Key Innovation: Synthesizes multiscale THMC mechanisms, modeling practices, and engineering challenges for safer long-term subsurface CO2 storage.
29. Coupled effects of heterogeneity and propagation regime on hydraulic fracture morphology
Core Problem: Fluid-driven fracturing in heterogeneous rock controls induced-seismicity and geothermal or storage integrity, but morphology depends on both material disorder and fluid regime.
Key Innovation: Uses coupled discrete-element and pore-network modeling to test how heterogeneity and Newtonian or shear-thinning fluids shape fracture growth.
30. Impact of sand mining on groundwater-surface water interactions in the Vietnamese Mekong Delta
Core Problem: Sand mining changes riverbed geometry and hydraulic gradients, potentially altering groundwater-surface water exchange in vulnerable deltas.
Key Innovation: Analyzes how mining-induced channel changes affect groundwater and surface-water interaction in the Vietnamese Mekong Delta.
31. Pore evolution and infiltration mechanisms under freezing saline-water irrigation: cross-scale evidence from X-ray CT and stable isotopes
Core Problem: Frozen saline irrigation changes pore structure and infiltration pathways, with implications for cold-region soil stability and salinization.

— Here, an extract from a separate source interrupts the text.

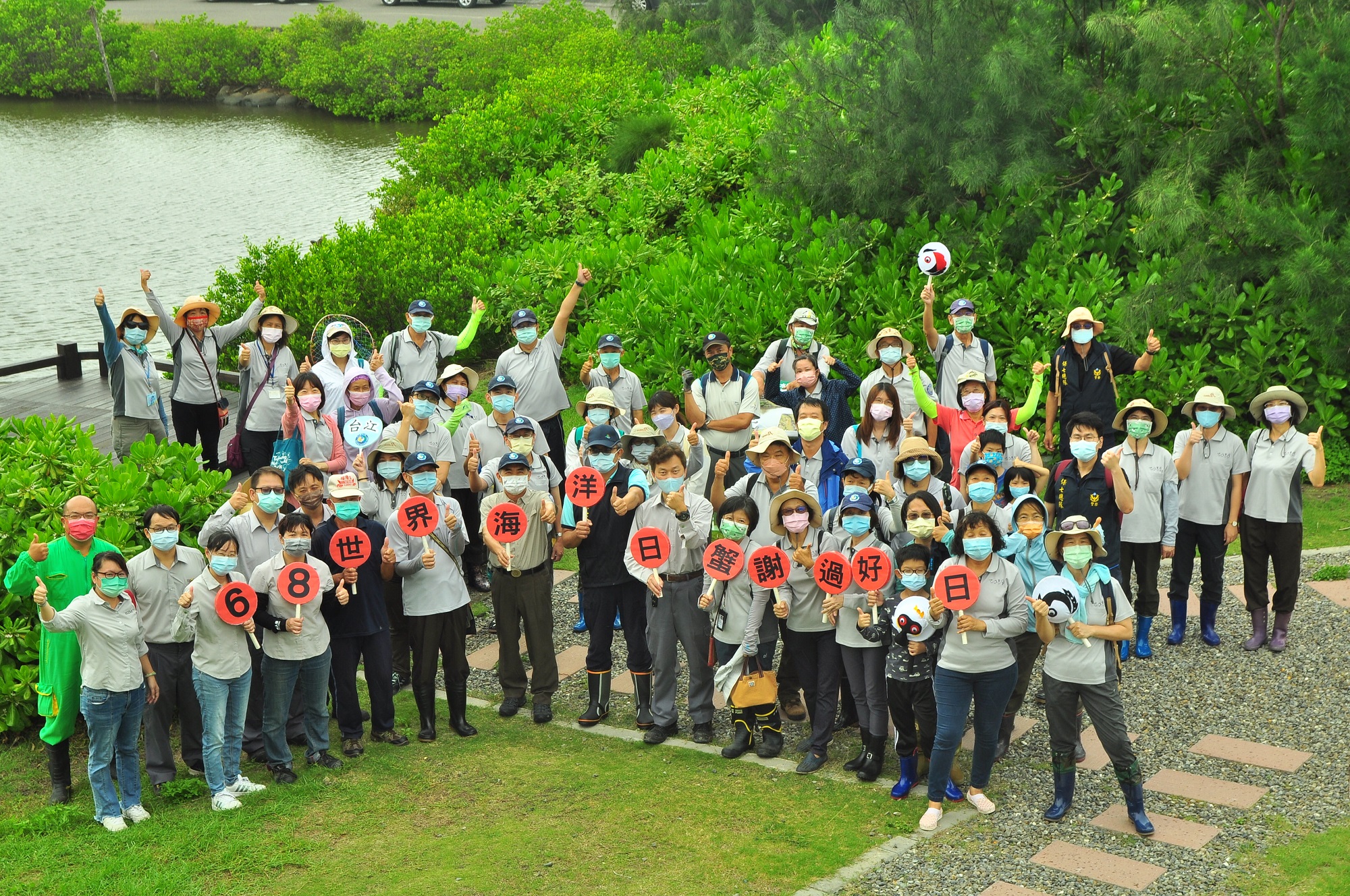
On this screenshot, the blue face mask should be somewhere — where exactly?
[967,482,999,503]
[840,513,872,536]
[961,537,994,560]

Key Innovation: Combines X-ray CT and stable-isotope evidence to link pore evolution with infiltration mechanisms under freezing saline-water irrigation.

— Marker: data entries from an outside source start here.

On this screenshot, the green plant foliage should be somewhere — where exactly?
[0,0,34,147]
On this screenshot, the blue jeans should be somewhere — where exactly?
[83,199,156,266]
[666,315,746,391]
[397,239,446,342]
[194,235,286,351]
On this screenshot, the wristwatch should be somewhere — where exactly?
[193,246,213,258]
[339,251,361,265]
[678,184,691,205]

32. Integrating multiple graph features in graph neural networks for water-level prediction
Core Problem: Water-level forecasting in river networks requires models that encode both hydrological connectivity and spatial dependence.

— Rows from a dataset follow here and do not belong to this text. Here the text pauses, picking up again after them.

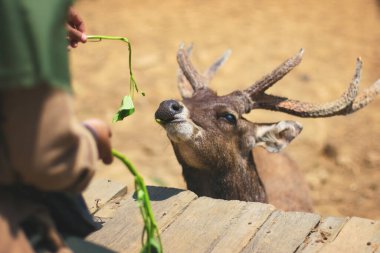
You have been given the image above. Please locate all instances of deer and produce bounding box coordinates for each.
[155,45,380,212]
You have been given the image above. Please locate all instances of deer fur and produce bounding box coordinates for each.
[155,45,380,211]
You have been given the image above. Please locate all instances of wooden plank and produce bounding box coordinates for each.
[320,217,380,253]
[296,217,349,253]
[211,202,275,253]
[242,211,320,253]
[83,179,127,214]
[157,197,246,253]
[87,186,197,252]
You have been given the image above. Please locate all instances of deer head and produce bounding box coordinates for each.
[155,46,380,202]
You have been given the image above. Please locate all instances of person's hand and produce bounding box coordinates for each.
[83,119,113,164]
[66,7,87,48]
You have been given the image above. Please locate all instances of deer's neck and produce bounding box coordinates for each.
[179,151,267,203]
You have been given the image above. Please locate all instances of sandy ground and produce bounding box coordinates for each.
[71,0,380,220]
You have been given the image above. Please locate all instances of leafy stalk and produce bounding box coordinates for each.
[112,149,163,253]
[87,35,145,122]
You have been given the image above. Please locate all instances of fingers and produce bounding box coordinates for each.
[66,25,87,48]
[67,7,86,33]
[66,7,87,48]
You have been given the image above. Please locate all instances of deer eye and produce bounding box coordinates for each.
[221,113,236,125]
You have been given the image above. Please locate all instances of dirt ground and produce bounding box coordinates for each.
[71,0,380,220]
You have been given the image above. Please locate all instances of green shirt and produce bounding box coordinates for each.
[0,0,73,90]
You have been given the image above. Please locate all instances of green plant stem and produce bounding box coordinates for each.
[87,35,139,96]
[112,149,162,252]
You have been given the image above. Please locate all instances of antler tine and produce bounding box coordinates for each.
[252,58,366,118]
[342,79,380,115]
[204,49,232,83]
[245,48,304,99]
[177,44,205,91]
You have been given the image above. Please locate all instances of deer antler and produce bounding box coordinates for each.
[177,44,231,97]
[177,44,206,91]
[243,49,380,118]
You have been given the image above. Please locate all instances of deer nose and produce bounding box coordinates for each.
[154,99,183,122]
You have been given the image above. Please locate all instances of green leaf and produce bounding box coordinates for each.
[112,95,135,122]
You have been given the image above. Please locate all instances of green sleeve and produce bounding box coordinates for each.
[0,0,73,90]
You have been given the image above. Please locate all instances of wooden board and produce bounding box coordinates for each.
[320,217,380,253]
[210,202,275,253]
[296,217,349,253]
[83,179,127,214]
[242,211,320,253]
[161,197,246,253]
[87,187,197,252]
[85,184,380,253]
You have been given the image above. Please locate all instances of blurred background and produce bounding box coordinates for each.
[70,0,380,220]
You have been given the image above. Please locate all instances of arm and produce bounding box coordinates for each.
[0,85,112,192]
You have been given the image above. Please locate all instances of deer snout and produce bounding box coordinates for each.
[154,99,183,123]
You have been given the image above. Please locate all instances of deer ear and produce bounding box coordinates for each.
[255,121,302,152]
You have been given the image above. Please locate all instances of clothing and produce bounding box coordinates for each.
[0,0,73,90]
[0,85,98,253]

Key Innovation: Integrates multiple graph features in graph neural networks to improve water-level prediction across connected hydrological systems.
33. An elastoplastic damage constitutive model for frozen soil containing ice lenses and its application
Core Problem: Frozen soil with ice lenses behaves as a heterogeneous material whose defect structure controls deformation and damage.
Key Innovation: Develops an elastoplastic damage model that couples ice-lens defects and microdefects, then applies it to frozen-ground mechanical response.
34. Real-time soil moisture detection during compaction using near-infrared sensing and thermo-hydraulic simulation
Core Problem: Moisture content controls compaction quality in dams and high-fill embankments, but conventional point sampling cannot track full-field variation in real time.
Key Innovation: Combines near-infrared detection with thermo-hydraulic migration simulation to support rapid moisture monitoring during soil compaction.
35. Time-dependent seepage-deformation coupled analysis of a pipeline-embedded dam under cyclic water-level fluctuations
Core Problem: Embedded pipelines and cyclic reservoir levels can create time-dependent seepage-deformation interactions in earth structures.
Key Innovation: Develops a coupled seepage-deformation analysis for pipeline-embedded dams under cyclic water-level forcing.
36. Lateral response of offshore monopiles under combined scour and vertical loading
Core Problem: Scour and vertical loading jointly alter monopile lateral resistance, affecting offshore wind and marine infrastructure reliability.
Key Innovation: Quantifies monopile lateral response under combined scour and vertical load conditions to improve foundation assessment.
37. Model tests on failure behavior of diversion tunnels in stratified rocks: large-scale 3D printing
Core Problem: Long-operating diversion tunnels in stratified rock are vulnerable to deformation, cracking, and lining instability.
Key Innovation: Uses large-scale 3D-printed physical models to reproduce stratified rock and compare tunnel failure behavior under different lining conditions.
38. Data- and knowledge-driven three-dimensional geological reconstruction method for tunnel engineering
Core Problem: Sparse boreholes and hidden strata make three-dimensional geological modeling uncertain for tunnel design and hazard anticipation.
Key Innovation: Combines inverse-distance weighting with computer-vision constraints to improve data- and knowledge-driven 3D geological reconstruction.